252787 Comparison of the Tarrant County School Health Surveillance System to the United States Influenza-like Illness Surveillance Network (ILINet) for monitoring influenza trends

Monday, October 31, 2011: 5:10 PM

Tabatha N. Offutt-Powell, MPH , Department of Epidemiology, University of North Texas Health Science Center, School of Public Health, Fort Worth, TX
Rohit P. Ojha, DrPH, MPH , Division of Population Sciences, Dana-Farber Cancer Institute, Boston, MA
Karan P. Singh, PhD , Department of Biostatistics, University of North Texas Health Science Center, School of Public Health, Fort Worth, TX
BACKGROUND: Influenza-like illness (ILI) absenteeism data have emerged as a promising source for monitoring influenza. The Tarrant County School Health Surveillance System (TCSHSS) is a recently developed system that utilizes school ILI absenteeism data, but the performance of this system has not been systematically compared to a standard syndromic surveillance system. Therefore, we aimed to compare the performance of the TSCHSS to ILI Network (ILINet). METHODS: We utilized data from the TSCHSS and ILINet collected during the 2008 and 2009 influenza seasons. The TSCHSS collected ILI absenteeism data voluntarily reported by school nurses/administrators at 202 participating elementary, middle, and high schools in Tarrant County (Texas). ILINet collected data from 3 physicians in Tarrant County who voluntarily reported ILI prevalence among patients. Data from the TSCHSS and ILINet were analyzed using changepoint regression to detect time points in each system that corresponded to significant changes in ILI prevalence. RESULTS: Change points detected in the TCSHSS and ILINet data were similar for the 2008 influenza season (TCSHSS=2/10/2009; ILINet=Week 5 [02/01/2009-02/07/2009]). In 2009, the changepoint detected in the TCSHSS data preceded the change point detected in ILINet data (TCHSS=09/29/2009; ILINet=Week 41(10/11/2009-10/17/2009). CONCLUSION: Our results suggest that the TCHSS is comparable to or potentially better than ILINet for monitoring local influenza trends, but our results are limited to 2 years of data from each surveillance stream and thus conclusive inferences are premature. Nonetheless, our analysis illustrates the utility of changepoint regression, typically used in analyzing cancer surveillance data, for analyzing influenza surveillance data.

Learning Areas:
Public health or related research

Learning Objectives:
Discuss the use of changepoint regression analysis to compare a local enhanced school health surveillance system to a standard national syndromic surveillance system as a source for monitoring influenza-like illness in the community.
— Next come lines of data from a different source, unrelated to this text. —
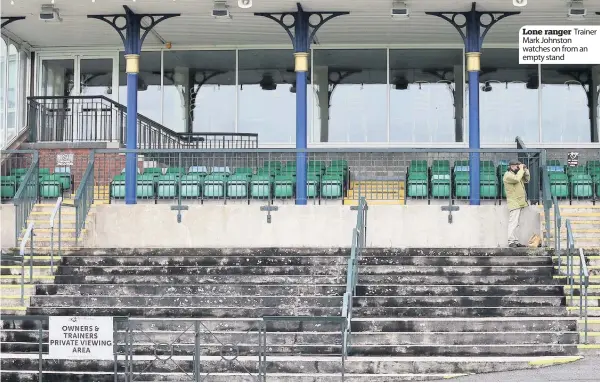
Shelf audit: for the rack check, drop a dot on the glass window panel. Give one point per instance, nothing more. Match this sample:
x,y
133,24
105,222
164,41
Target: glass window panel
x,y
266,95
3,57
508,98
12,92
24,73
149,92
422,94
349,95
566,115
199,91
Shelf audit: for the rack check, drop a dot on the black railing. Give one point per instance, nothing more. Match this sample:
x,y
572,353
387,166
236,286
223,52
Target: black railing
x,y
100,119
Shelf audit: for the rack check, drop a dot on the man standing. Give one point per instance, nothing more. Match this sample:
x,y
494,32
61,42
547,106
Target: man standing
x,y
515,179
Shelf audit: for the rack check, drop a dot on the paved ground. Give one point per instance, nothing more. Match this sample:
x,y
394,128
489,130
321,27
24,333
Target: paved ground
x,y
584,370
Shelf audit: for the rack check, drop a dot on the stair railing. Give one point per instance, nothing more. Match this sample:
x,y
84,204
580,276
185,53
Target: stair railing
x,y
359,241
26,196
57,210
583,274
84,198
28,236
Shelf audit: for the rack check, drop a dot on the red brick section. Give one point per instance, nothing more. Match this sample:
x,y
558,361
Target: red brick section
x,y
106,165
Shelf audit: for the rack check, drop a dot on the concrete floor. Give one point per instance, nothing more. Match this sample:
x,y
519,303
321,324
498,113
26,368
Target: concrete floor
x,y
584,370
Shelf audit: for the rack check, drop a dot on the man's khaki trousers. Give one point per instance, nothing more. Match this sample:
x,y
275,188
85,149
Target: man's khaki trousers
x,y
513,225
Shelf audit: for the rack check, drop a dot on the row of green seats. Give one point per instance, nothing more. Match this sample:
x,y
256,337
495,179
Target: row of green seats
x,y
243,183
579,182
51,184
440,181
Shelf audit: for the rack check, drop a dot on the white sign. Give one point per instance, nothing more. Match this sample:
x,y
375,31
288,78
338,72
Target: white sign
x,y
81,338
64,159
571,45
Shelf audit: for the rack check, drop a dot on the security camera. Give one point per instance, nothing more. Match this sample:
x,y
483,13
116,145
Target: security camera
x,y
245,3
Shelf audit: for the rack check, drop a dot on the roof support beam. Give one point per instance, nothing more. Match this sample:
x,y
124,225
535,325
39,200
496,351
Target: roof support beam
x,y
133,32
301,27
10,19
473,26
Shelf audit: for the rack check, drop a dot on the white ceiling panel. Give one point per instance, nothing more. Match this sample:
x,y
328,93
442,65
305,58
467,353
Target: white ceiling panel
x,y
369,22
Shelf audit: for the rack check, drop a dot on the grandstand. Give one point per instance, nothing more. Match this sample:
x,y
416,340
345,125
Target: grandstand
x,y
242,207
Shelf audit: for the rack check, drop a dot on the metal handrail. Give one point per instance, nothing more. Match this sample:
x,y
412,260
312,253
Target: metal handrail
x,y
584,277
57,210
584,281
84,197
27,236
359,234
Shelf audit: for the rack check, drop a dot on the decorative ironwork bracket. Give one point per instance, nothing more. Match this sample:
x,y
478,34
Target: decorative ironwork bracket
x,y
301,20
131,24
11,19
474,21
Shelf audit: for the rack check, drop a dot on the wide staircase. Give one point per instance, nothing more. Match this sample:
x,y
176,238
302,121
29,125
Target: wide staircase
x,y
417,314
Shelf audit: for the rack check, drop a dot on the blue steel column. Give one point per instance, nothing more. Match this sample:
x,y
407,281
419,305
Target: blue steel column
x,y
132,41
301,68
301,39
473,30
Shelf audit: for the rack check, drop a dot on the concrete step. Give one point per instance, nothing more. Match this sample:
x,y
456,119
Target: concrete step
x,y
190,301
37,270
298,290
447,312
325,259
306,279
381,270
322,270
16,279
299,365
302,341
457,301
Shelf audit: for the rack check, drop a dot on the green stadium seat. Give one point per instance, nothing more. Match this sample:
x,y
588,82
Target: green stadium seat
x,y
581,185
272,165
167,185
312,185
50,186
220,170
488,184
117,186
65,176
332,186
199,170
559,185
145,185
418,185
237,185
191,185
260,186
572,170
462,185
339,164
284,186
440,164
8,186
177,171
246,171
441,185
214,183
154,172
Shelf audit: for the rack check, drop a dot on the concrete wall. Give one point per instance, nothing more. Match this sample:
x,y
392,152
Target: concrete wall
x,y
7,226
148,226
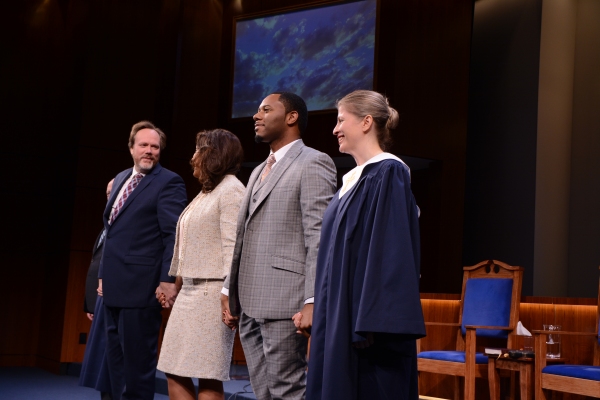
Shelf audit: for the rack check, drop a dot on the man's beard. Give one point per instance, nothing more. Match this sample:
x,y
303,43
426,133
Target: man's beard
x,y
145,166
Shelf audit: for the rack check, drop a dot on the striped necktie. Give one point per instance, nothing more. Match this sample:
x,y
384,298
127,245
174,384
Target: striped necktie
x,y
128,190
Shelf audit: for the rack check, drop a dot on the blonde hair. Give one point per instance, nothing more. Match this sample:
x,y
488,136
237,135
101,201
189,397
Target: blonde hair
x,y
367,102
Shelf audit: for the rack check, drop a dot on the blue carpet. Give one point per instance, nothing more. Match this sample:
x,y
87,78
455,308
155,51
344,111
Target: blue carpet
x,y
28,383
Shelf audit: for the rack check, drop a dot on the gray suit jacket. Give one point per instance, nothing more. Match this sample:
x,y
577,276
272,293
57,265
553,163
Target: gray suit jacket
x,y
278,231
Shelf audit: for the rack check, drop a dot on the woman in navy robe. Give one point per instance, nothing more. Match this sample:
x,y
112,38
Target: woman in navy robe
x,y
367,313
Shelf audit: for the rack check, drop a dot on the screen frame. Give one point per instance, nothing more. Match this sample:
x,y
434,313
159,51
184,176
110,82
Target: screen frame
x,y
286,10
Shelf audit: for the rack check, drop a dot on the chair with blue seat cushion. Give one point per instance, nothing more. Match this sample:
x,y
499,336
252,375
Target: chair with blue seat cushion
x,y
582,380
489,307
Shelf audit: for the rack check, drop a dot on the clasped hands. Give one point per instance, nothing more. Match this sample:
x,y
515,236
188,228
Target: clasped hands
x,y
166,293
302,320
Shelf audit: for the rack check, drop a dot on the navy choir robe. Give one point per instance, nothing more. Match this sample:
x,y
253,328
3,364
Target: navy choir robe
x,y
368,281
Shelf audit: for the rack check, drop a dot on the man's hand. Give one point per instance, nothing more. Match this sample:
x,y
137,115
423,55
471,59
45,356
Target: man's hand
x,y
169,291
228,319
303,320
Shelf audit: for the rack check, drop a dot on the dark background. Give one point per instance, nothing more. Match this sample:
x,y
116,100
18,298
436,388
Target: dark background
x,y
75,75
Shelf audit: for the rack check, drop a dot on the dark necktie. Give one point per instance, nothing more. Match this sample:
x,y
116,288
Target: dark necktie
x,y
130,188
102,236
270,162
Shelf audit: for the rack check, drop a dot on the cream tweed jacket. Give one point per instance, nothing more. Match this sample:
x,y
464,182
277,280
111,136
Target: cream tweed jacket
x,y
206,231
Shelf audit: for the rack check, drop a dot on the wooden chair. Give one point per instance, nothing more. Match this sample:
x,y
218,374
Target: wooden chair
x,y
576,379
489,307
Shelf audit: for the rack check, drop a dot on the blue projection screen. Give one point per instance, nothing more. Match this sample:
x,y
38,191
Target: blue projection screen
x,y
320,54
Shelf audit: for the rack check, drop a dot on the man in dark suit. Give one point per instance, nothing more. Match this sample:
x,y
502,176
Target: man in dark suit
x,y
140,221
91,281
94,371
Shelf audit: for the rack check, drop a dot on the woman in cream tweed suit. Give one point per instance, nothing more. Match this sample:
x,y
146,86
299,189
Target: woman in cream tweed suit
x,y
196,343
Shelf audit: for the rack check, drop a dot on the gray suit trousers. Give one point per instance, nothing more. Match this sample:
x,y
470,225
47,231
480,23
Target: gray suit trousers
x,y
276,358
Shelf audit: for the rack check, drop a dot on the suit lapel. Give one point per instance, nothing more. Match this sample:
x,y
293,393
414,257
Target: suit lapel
x,y
278,171
117,185
139,189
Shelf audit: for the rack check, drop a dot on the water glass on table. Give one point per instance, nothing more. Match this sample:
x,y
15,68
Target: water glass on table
x,y
552,341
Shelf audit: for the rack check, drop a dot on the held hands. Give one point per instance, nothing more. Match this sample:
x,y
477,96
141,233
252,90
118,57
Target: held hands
x,y
303,320
166,293
227,318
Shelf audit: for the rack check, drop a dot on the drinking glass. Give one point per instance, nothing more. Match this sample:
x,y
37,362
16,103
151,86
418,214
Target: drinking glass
x,y
528,343
552,342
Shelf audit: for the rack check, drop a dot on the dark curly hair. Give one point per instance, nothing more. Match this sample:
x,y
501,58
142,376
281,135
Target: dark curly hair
x,y
218,153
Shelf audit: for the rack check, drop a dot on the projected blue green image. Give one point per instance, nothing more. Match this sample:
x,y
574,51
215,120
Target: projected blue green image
x,y
320,54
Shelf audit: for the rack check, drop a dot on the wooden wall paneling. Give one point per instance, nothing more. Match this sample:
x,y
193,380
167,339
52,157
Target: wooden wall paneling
x,y
574,318
75,321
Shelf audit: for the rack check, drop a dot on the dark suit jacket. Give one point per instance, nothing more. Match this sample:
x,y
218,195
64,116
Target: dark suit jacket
x,y
139,244
91,281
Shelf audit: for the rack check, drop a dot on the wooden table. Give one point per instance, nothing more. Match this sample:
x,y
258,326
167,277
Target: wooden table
x,y
524,366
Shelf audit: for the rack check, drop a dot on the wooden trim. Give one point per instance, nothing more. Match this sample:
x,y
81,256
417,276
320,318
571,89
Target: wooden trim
x,y
451,368
584,387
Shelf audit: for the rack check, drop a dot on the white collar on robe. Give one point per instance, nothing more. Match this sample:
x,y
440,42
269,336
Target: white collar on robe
x,y
350,179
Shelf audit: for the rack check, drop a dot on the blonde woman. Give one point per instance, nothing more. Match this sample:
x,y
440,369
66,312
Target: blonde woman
x,y
196,343
367,311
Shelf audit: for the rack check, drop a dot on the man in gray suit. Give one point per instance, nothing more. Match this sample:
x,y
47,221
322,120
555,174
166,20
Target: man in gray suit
x,y
273,268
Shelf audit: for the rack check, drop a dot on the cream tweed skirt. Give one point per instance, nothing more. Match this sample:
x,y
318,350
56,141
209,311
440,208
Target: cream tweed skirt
x,y
196,342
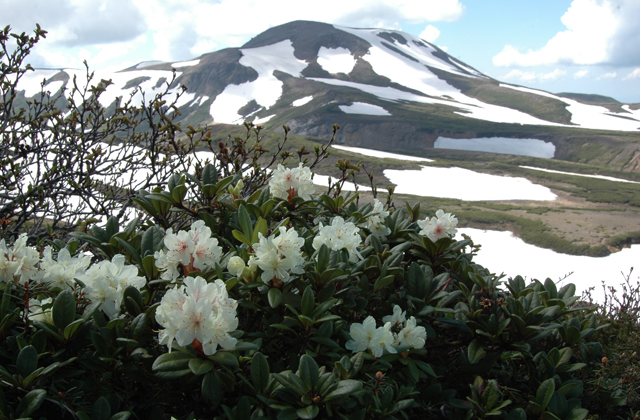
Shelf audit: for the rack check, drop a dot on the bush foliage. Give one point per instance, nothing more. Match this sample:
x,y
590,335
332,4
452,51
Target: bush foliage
x,y
228,298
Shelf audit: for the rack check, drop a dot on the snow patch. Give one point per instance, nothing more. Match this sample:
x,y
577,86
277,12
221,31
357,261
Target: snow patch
x,y
364,108
336,60
180,64
302,101
522,147
263,119
266,89
608,178
148,64
380,154
512,256
464,184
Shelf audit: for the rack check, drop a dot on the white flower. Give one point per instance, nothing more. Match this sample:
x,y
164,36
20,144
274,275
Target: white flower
x,y
412,336
21,261
106,281
441,226
236,266
195,249
398,317
366,336
375,222
291,182
339,235
40,311
62,272
279,256
198,311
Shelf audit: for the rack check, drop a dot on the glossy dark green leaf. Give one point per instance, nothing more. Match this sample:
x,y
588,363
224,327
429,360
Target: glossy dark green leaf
x,y
63,310
30,403
27,361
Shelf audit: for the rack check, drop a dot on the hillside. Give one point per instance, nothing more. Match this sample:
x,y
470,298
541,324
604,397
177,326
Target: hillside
x,y
388,90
Keywords: Surveillance, Infectious Diseases

Presenting author's disclosure statement:

Qualified on the content I am responsible for because: I designed and conducted the research described in the abstract.
Any relevant financial relationships? No

I agree to comply with the American Public Health Association Conflict of Interest and Commercial Support Guidelines, and to disclose to the participants any off-label or experimental uses of a commercial product or service discussed in my presentation.